Rabu 16 Sep 2026, 20:11 WIB
Radit (45) anggota Relawan Pemadam Kebakaran (Redkar) Kelurahan Sukabumi Selatan, Jakarta Selatan. (Sumber: Dok. Istimewa)
Radit (45) anggota Relawan Pemadam Kebakaran (Redkar) Kelurahan Sukabumi Selatan, Jakarta Selatan. (Sumber: Dok. Istimewa)

JAKARTA, POSKOTA.CO.ID - Musim kemarau panjang yang memicu ancaman kebakaran di Jakarta menempatkan Relawan Pemadam Kebakaran (Redkar) sebagai garda terdepan di tingkat RT/RW.

Salah seorang relawan Redkar Kelurahan Sukabumi Selatan, Radit (45), mengaku rutin bergerak paling awal untuk melakukan penanganan serta asesmen kebutuhan unit sebelum armada resmi tiba.
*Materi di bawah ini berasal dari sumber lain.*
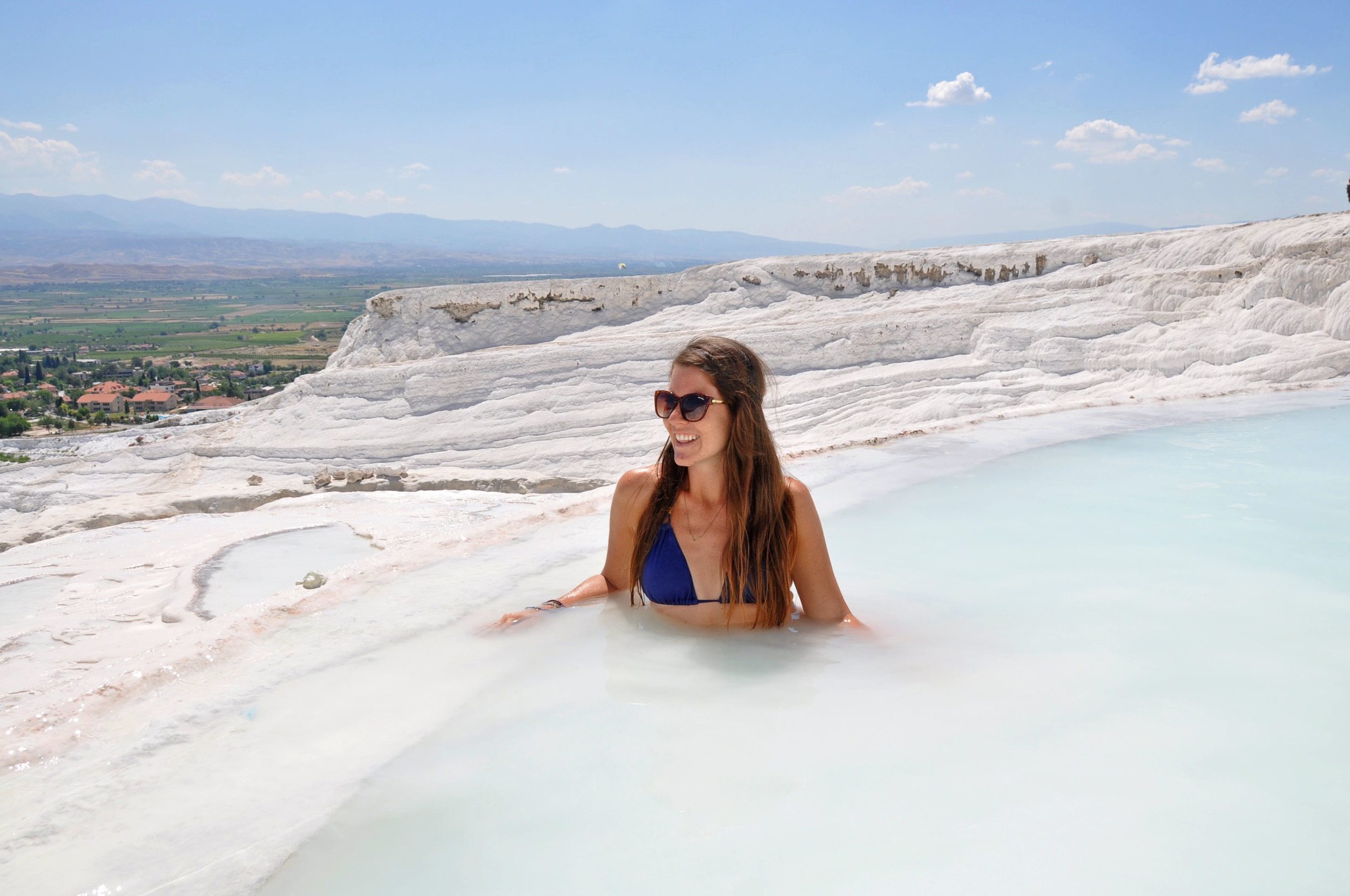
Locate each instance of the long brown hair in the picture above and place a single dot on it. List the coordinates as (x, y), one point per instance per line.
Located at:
(762, 541)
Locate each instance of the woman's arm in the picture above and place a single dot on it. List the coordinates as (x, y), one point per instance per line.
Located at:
(812, 571)
(630, 498)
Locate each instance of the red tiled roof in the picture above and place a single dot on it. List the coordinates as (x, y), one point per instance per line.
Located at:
(214, 403)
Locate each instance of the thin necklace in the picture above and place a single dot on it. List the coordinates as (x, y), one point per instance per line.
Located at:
(709, 525)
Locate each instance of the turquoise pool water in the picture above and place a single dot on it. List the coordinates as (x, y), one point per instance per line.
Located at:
(1113, 666)
(257, 568)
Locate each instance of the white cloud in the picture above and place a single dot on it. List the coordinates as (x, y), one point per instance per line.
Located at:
(1213, 74)
(160, 172)
(1206, 87)
(1276, 66)
(1270, 112)
(30, 154)
(1105, 141)
(266, 176)
(909, 187)
(963, 91)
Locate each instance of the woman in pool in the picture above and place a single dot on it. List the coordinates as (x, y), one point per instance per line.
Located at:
(716, 530)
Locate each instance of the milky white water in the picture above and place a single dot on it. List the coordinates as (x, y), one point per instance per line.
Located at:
(261, 567)
(1113, 666)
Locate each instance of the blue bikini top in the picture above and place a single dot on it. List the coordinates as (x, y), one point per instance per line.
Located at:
(666, 578)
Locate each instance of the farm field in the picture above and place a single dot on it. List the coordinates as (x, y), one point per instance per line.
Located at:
(289, 319)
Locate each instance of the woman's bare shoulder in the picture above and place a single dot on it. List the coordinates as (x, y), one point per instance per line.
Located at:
(636, 484)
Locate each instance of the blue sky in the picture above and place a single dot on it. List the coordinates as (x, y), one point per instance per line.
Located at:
(786, 119)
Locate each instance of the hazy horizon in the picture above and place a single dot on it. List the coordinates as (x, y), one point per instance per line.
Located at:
(770, 120)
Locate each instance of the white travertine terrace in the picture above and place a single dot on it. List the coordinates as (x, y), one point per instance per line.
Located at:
(474, 415)
(528, 386)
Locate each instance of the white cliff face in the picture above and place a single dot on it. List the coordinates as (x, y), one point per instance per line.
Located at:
(547, 386)
(453, 422)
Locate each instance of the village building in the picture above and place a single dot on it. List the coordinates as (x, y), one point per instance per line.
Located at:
(107, 403)
(215, 403)
(153, 401)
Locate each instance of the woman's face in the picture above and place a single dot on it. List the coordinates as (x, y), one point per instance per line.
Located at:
(711, 432)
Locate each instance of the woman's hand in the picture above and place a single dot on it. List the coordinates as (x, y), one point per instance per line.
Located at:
(512, 619)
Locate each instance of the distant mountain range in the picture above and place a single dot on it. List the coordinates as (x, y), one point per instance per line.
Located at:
(107, 230)
(106, 238)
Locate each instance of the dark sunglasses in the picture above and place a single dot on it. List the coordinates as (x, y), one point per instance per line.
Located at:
(692, 406)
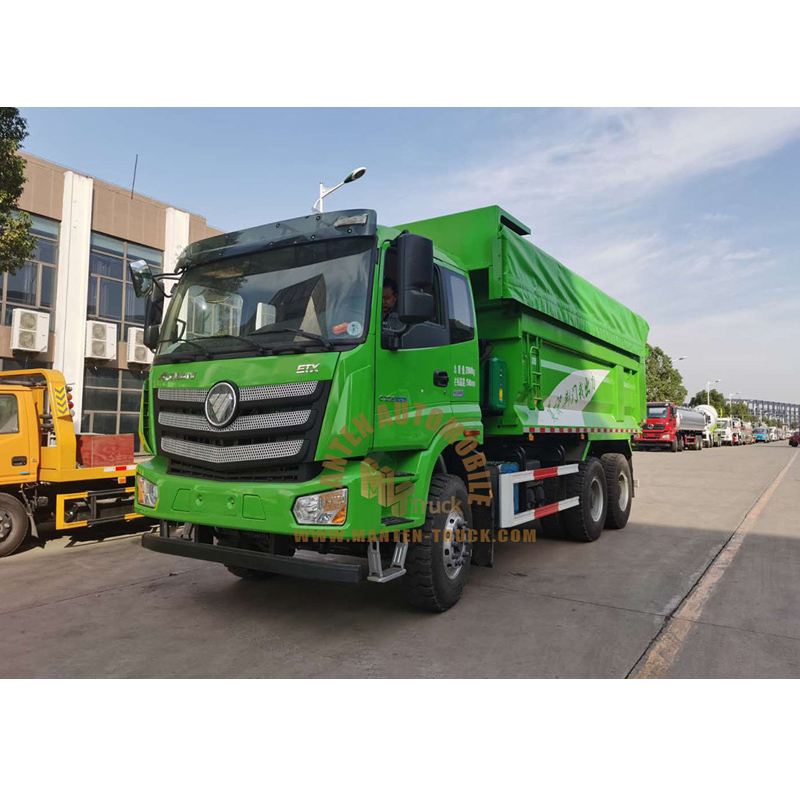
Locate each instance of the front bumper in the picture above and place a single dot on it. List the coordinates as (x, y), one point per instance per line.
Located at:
(263, 507)
(298, 566)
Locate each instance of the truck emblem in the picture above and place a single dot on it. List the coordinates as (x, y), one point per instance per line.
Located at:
(177, 376)
(221, 402)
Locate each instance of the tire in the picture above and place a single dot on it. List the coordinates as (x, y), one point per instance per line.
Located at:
(14, 524)
(619, 490)
(584, 522)
(248, 574)
(437, 564)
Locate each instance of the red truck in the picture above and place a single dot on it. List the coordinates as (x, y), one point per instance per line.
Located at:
(671, 427)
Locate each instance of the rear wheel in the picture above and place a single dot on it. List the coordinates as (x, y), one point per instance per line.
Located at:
(618, 490)
(584, 522)
(438, 561)
(14, 524)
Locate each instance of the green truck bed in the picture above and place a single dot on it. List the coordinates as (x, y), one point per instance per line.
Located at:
(575, 356)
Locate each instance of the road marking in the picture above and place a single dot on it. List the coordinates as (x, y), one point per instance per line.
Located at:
(670, 640)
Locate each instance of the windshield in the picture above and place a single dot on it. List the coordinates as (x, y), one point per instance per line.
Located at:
(310, 296)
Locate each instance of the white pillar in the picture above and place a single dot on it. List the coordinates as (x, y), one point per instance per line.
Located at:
(176, 237)
(73, 284)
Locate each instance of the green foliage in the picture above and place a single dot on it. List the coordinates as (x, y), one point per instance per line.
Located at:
(717, 400)
(664, 382)
(16, 241)
(741, 410)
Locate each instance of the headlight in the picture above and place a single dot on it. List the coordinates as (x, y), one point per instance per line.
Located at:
(146, 492)
(328, 508)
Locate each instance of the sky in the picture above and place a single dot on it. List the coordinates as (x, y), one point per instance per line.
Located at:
(691, 217)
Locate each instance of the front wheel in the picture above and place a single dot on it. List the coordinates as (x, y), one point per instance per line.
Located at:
(439, 553)
(14, 524)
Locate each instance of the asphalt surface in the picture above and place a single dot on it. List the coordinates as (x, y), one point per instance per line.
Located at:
(549, 609)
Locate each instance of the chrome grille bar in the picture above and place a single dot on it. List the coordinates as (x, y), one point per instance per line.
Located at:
(250, 422)
(225, 455)
(247, 393)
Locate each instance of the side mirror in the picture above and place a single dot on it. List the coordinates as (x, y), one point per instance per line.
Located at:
(153, 313)
(415, 302)
(141, 278)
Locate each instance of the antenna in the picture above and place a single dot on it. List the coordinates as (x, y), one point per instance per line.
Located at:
(135, 164)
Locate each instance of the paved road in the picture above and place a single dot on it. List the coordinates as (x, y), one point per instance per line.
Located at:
(549, 609)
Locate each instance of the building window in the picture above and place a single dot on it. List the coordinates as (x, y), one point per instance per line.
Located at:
(34, 286)
(111, 399)
(111, 297)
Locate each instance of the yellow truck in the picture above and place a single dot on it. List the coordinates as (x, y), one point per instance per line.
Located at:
(40, 477)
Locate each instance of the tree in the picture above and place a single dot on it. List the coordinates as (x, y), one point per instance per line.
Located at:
(741, 410)
(16, 241)
(717, 400)
(664, 382)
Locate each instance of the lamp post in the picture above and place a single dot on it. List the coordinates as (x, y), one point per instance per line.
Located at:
(324, 191)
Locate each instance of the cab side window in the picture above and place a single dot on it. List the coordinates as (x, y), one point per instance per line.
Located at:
(9, 414)
(461, 320)
(424, 334)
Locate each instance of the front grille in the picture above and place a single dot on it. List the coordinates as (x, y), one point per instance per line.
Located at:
(214, 453)
(249, 422)
(274, 427)
(287, 473)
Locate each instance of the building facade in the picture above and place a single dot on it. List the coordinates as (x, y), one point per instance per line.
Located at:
(84, 312)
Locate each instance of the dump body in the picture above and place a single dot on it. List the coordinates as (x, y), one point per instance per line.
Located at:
(574, 355)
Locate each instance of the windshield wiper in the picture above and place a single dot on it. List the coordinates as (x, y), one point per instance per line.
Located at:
(263, 351)
(204, 350)
(313, 336)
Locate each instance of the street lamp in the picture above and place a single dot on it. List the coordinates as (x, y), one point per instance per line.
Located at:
(324, 192)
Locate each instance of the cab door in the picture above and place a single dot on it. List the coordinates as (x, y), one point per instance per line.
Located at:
(18, 452)
(413, 384)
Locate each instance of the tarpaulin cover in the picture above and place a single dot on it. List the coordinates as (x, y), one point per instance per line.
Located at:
(491, 238)
(537, 280)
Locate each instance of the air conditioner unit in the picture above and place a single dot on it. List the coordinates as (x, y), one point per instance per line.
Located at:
(29, 330)
(137, 352)
(101, 340)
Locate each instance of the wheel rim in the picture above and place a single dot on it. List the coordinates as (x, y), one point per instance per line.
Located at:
(596, 496)
(624, 491)
(454, 547)
(6, 525)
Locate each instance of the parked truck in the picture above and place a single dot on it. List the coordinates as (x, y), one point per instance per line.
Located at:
(409, 395)
(671, 427)
(730, 430)
(711, 437)
(42, 478)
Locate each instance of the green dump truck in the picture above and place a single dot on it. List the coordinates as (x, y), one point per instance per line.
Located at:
(327, 388)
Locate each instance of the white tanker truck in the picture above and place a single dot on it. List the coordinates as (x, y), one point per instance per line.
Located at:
(711, 436)
(672, 427)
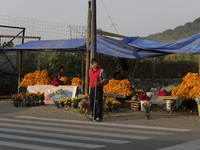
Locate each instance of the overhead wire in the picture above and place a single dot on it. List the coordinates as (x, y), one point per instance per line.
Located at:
(113, 24)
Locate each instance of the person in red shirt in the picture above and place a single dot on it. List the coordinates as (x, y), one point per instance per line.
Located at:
(97, 78)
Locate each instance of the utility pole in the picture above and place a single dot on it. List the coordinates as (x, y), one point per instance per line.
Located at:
(94, 38)
(88, 41)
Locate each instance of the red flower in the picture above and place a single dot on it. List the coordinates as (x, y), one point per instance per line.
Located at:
(143, 97)
(162, 92)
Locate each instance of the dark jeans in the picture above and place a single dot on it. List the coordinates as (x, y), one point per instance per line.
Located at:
(98, 101)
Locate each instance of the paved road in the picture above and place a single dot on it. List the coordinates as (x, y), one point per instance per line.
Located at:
(35, 133)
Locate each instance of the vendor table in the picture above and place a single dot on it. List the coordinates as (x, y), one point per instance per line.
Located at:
(134, 105)
(49, 89)
(120, 97)
(171, 99)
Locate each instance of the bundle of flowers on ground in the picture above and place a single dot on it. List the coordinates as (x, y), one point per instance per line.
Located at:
(146, 108)
(86, 96)
(75, 101)
(166, 91)
(189, 88)
(111, 104)
(66, 80)
(77, 82)
(145, 96)
(38, 77)
(118, 87)
(28, 99)
(62, 102)
(138, 92)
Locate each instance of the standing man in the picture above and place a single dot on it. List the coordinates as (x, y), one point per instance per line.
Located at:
(97, 79)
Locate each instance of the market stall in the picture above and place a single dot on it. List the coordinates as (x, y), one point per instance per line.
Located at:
(50, 91)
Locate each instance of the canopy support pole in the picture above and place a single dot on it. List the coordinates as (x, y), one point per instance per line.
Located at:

“Hati saya terpanggil untuk bergerak di sosial, membantu masyarakat. Karena secara enggak langsung kita juga pernah mengalami musibah, mengalami kesulitan. Jadi apa salahnya kita bantu yang membutuhkan juga,” kata Radit saat ditemui di Posko Redkar Sukabumi Selatan, Rabu, 16 September 2026.

Radit menjelaskan penanganan awal oleh relawan di lokasi pemukiman padat sangat krusial, mulai menyambungkan selang hingga mengondisikan kerumunan warga agar tak menyulitkan pergerakan petugas.

Baca Juga: PT Metiska Farma Milik Siapa? Ini Fakta Kebakaran Gudang Obat yang Rugikan Perusahaan hingga Rp3 Miliar

“Biasanya sih paling kita cross-check dulu untuk situasinya, untuk visualisasinya. Karena itu asesmen awal untuk kita menilai kebutuhan unit berapa, apa saja yang perlu kita turunkan,” ujarnya.

Menurutnya, upaya penanganan api lebih sulit jika berada di kawasan padat penduduk. Warga sekitar akan berkerumun melihat maupun merekam kejadian yang justru mengakibatkan akses sulit dilalui armada.

“Pemadam itu dibilang sering terlambat, kita enggak terlambat, terhambat. Karena warga banyak yang antusias menonton, jadi menghambat perjalanan kita,” ucapnya.

457 Kebakaran Selama Kemarau

Gubernur Jakarta, Pramono Anung menyebutkan, fenomena kemarau ekstrem meningkatkan kerawanan musibah kebakaran di ibu kota secara signifikan.

Baca Juga: Lapangan Aldiron Pancoran Terbakar, 900 Meter Persegi Area Terbakar

Data Pemprov DKI mencatat terdapat 457 kejadian kebakaran sepanjang Juli hingga Agustus 2026, di mana 169 kasus dipicu oleh korsleting listrik dan 122 kasus akibat pembakaran sampah.